Além da Ilusão - Larissa Manoela e Rafael Vitti
Divulgação / Globo

No ano passado, a Globo exibiu no horário das seis a novela Além da Ilusão. A trama de Alessandra Poggi contava a história de amor de Isadora (Larissa Manoela) e Davi (Rafael Vitti), atrapalhada por segredos do passado – o rapaz foi condenado injustamente pela morte de Elisa (Larissa Manoela), irmã de Dorinha.

A trama, que se passava em Campos dos Goytacazes, começava nos anos 1930, época em que Davi e Elisa se apaixonam. Após a morte da jovem, assassinada por Matias (Antonio Calloni), seu próprio pai, a história dá um salto de dez anos, chegando aos anos 1940, quando Davi foge da cadeia e acaba se envolvendo com Dorinha.
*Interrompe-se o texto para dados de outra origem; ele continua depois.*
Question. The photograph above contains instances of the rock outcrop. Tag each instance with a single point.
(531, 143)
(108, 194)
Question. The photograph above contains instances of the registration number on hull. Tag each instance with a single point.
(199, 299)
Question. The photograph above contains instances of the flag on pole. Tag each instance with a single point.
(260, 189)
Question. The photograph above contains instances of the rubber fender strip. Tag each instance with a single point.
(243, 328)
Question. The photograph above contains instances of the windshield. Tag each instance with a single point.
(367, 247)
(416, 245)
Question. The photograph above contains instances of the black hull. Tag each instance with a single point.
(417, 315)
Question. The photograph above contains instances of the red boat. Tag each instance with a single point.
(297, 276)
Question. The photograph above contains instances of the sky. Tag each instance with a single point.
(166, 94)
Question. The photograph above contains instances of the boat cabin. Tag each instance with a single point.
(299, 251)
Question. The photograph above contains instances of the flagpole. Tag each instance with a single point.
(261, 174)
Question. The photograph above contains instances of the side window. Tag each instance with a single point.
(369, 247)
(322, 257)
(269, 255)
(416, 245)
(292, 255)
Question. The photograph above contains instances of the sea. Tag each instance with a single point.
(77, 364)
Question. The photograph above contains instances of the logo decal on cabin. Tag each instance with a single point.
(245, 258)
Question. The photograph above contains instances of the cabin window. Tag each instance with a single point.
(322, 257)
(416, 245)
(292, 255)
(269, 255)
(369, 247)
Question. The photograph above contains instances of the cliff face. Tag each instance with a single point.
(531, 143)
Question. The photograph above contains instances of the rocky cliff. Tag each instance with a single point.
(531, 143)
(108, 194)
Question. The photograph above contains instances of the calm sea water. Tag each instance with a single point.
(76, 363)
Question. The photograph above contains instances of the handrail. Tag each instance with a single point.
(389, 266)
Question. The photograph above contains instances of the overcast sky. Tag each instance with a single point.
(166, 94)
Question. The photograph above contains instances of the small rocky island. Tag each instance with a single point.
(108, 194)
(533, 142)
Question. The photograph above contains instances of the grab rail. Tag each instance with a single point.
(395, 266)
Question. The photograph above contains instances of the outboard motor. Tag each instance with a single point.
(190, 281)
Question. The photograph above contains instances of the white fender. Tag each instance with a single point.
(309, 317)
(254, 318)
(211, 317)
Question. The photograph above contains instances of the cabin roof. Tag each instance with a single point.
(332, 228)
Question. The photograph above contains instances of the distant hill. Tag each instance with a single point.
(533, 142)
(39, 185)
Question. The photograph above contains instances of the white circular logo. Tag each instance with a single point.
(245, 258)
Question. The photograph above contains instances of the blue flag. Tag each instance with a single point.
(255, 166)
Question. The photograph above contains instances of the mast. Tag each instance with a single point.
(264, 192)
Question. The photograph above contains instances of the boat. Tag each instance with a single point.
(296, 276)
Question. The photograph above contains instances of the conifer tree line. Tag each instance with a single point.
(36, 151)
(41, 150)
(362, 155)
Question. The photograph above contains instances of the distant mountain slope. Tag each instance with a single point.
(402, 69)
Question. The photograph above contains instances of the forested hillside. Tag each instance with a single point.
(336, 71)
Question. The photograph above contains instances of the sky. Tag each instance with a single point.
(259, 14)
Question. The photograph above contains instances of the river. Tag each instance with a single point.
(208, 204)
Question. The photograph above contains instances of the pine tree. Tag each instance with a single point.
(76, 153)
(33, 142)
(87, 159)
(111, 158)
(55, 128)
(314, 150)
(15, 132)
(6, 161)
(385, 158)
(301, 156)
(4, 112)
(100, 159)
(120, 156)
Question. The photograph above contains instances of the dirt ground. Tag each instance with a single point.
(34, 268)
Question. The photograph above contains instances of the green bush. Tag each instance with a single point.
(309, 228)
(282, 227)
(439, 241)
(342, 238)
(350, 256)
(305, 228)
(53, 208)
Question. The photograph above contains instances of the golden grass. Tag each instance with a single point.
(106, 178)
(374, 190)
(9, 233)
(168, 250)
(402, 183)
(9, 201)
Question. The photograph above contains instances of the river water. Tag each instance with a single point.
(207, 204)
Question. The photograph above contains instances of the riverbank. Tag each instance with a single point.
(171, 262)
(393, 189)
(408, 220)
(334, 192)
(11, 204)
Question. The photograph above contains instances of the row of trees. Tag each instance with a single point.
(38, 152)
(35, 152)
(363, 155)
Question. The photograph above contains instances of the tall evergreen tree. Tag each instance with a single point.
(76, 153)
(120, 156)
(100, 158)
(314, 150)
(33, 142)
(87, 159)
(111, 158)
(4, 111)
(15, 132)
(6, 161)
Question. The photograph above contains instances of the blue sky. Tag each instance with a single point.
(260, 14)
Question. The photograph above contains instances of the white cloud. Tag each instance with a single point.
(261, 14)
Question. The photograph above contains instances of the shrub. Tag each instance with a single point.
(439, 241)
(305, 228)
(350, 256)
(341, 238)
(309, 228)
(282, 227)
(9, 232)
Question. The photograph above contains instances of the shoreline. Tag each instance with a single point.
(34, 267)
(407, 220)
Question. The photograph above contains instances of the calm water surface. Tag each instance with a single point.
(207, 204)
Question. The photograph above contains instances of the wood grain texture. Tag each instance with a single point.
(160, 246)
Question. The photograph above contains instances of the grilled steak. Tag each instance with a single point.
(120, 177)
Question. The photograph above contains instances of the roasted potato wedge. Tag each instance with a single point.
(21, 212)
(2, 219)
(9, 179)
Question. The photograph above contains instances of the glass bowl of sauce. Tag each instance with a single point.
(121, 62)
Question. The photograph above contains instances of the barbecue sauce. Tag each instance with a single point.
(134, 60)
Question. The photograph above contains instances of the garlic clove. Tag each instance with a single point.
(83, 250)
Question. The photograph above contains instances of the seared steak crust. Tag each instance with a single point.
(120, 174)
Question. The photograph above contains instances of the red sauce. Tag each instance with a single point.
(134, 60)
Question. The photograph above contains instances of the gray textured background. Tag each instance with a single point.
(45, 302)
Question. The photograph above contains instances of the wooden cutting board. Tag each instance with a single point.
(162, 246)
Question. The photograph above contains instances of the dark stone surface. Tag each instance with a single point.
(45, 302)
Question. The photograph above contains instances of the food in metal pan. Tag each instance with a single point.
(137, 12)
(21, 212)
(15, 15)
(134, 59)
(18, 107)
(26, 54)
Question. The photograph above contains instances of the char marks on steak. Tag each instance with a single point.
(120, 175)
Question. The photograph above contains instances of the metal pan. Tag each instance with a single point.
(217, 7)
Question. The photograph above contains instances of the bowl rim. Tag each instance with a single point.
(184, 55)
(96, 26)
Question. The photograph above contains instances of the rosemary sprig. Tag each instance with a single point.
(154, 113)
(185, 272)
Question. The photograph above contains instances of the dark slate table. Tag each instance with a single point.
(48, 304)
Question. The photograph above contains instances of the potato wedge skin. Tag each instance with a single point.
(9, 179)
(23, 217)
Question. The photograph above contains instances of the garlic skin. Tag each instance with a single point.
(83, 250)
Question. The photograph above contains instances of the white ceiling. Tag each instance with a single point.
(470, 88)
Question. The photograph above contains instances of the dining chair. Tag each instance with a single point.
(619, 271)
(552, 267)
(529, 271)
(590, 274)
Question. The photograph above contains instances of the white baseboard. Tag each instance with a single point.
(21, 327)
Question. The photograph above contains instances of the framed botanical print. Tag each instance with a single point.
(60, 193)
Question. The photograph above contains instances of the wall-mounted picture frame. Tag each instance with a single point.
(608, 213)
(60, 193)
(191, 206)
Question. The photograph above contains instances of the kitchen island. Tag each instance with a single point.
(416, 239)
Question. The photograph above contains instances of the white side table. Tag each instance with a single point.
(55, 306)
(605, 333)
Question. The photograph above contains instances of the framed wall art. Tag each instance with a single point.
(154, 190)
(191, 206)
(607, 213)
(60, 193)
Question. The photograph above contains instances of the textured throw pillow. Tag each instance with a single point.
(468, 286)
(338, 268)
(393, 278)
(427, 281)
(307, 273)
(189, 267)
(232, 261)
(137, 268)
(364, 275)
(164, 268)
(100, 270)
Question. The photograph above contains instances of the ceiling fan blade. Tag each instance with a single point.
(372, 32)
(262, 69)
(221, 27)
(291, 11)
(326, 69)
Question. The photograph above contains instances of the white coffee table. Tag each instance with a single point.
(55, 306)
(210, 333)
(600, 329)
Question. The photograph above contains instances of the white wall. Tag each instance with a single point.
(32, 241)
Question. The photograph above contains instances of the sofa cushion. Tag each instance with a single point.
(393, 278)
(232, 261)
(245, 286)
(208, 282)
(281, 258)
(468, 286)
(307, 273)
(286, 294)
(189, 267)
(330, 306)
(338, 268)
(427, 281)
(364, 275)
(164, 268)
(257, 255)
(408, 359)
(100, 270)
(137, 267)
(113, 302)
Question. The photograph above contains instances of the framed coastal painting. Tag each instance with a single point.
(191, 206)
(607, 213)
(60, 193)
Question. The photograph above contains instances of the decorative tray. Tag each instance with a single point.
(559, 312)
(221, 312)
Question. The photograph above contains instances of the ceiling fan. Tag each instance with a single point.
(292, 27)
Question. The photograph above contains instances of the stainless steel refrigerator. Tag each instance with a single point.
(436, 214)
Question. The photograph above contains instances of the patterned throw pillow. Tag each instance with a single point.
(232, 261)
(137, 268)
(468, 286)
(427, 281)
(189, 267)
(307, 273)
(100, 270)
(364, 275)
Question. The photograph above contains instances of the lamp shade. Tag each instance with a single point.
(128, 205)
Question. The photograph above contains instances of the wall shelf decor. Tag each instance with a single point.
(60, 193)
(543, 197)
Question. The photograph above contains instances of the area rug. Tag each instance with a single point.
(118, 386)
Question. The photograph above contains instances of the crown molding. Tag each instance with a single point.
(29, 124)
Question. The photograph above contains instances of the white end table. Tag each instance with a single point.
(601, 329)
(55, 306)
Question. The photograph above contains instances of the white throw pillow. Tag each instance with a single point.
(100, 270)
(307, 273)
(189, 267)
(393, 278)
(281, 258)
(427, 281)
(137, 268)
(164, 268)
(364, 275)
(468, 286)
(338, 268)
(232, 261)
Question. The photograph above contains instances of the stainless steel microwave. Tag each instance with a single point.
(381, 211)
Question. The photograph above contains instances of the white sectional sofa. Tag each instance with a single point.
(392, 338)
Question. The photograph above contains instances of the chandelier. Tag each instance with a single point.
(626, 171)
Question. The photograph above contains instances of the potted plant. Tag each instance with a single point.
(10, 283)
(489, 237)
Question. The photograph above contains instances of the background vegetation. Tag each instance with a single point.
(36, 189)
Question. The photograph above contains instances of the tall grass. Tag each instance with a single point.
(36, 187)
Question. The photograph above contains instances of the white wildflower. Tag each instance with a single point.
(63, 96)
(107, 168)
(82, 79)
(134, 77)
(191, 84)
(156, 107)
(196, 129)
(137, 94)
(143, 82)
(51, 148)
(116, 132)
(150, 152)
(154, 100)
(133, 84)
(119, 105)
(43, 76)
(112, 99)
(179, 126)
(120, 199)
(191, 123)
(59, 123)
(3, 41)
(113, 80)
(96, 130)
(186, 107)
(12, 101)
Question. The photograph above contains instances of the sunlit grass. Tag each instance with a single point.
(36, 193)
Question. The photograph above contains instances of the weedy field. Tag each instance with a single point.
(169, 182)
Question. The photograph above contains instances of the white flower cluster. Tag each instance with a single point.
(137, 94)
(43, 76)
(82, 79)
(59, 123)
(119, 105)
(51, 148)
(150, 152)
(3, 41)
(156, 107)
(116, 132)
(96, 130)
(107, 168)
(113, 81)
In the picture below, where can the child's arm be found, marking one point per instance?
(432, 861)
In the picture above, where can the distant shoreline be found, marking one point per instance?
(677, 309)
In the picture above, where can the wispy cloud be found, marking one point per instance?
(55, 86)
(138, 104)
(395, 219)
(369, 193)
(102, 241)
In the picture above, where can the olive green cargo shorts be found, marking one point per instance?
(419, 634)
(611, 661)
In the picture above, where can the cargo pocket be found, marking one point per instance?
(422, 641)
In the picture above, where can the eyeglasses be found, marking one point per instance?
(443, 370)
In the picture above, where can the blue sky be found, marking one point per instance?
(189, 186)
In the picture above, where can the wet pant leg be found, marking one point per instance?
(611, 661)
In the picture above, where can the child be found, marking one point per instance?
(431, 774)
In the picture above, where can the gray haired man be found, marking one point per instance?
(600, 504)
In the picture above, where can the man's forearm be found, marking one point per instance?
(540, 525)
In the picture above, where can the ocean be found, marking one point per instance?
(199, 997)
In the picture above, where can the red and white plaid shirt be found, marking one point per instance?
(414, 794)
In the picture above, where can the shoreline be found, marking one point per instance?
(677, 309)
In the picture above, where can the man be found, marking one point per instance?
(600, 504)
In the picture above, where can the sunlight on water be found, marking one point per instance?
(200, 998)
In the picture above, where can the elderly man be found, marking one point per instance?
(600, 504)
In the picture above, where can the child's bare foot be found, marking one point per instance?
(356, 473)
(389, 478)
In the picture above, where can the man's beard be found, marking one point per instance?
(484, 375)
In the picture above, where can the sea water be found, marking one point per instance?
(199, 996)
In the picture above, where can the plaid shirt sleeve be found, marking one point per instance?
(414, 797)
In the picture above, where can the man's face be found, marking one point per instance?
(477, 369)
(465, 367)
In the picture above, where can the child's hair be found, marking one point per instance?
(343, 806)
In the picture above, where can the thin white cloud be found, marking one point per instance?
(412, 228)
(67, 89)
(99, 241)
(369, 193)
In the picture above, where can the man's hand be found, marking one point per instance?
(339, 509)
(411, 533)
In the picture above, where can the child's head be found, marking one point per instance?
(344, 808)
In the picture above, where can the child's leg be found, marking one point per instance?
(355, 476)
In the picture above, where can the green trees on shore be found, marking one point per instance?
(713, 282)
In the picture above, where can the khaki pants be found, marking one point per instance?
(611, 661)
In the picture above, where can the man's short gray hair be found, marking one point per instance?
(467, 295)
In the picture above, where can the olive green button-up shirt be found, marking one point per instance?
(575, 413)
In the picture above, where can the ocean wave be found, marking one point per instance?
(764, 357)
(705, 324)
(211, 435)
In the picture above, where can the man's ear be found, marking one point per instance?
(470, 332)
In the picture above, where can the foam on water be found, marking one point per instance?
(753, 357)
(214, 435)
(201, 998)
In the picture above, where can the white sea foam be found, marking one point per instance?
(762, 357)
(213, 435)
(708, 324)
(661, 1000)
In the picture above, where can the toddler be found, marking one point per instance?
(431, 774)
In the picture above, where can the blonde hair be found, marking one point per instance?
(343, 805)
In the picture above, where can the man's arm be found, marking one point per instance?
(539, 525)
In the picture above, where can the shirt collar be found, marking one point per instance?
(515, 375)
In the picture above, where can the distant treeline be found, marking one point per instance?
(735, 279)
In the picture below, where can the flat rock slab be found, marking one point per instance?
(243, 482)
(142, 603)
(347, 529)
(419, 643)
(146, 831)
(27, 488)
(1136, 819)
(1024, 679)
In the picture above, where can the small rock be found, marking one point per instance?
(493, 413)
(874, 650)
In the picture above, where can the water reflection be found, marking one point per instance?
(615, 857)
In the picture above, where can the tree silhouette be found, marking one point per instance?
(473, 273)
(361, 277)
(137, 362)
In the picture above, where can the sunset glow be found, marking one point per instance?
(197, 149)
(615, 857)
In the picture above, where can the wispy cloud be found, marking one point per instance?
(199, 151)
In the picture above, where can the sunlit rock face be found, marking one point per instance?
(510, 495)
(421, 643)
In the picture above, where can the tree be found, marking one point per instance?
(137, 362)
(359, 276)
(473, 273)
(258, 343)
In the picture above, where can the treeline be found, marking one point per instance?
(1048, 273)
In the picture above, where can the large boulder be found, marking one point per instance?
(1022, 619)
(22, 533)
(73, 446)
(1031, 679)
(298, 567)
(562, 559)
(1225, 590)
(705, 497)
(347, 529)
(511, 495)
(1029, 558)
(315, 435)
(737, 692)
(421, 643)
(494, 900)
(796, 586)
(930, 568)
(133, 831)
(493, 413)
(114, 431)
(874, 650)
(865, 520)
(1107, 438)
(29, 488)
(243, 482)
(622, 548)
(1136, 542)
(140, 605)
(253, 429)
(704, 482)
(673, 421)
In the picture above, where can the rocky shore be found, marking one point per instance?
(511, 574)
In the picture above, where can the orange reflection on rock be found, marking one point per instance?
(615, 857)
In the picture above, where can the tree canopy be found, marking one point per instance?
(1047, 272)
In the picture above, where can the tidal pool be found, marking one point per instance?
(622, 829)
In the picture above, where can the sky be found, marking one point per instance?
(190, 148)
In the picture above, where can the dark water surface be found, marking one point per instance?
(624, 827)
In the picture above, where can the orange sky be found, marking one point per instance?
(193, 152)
Além da Ilusão foi bastante elogiada por sua perfeita reconstituição da época em que é ambientada. O pano de fundo era a efervescência da indústria têxtil no período pós-guerra, bem mostrado por meio da Tecelagem Tropical. Além disso, os personagens disparavam gírias da época e tinham hábitos alinhando ao momento, como escutar notícias ao pé do rádio e pedir uma gasosa no bar.

Repetição

Zezé Polessa e Paulo Betti
Reprodução / TV Globo

Curiosamente, Amor Perfeito não é diferente. A atual novela das seis da Globo é ambientada na mesmíssima época da trama anterior. O folhetim teve início em 1934, mas logo chegou aos anos 1940, após um salto de oito anos no enredo.

Desta vez, a trama se passa na fictícia Águas de São Jacinto, no interior de Minas Gerais. Porém, o clima bucólico da cidade é bem parecido com a Campos de Além da Ilusão, assim como os figurinos e a maneira como os personagens se comportam.

Ou seja, Amor Perfeito guarda inúmeras semelhanças com Além da Ilusão. As duas tramas não foram “coladas” – entre elas, a Globo exibiu a contemporânea Mar do Sertão -, mas, ainda assim, é impossível assistir à atual trama das seis sem se lembrar da novela exibida no ano passado. Nas redes sociais, são inúmeros os comentários reclamando que parece a mesma novela.

Desorganização

Ricardo Waddington
Divulgação / Globo

O fato de ninguém na Globo ter se ligado na semelhança entre Além da Ilusão e Amor Perfeito mostra o quanto a fila de novelas do canal está desorganizada. No passado, diretores como Boni e Daniel Filho eram rigorosos na seleção dos textos, impedindo que novelas parecidas fossem ao ar em período próximo ou ao mesmo tempo.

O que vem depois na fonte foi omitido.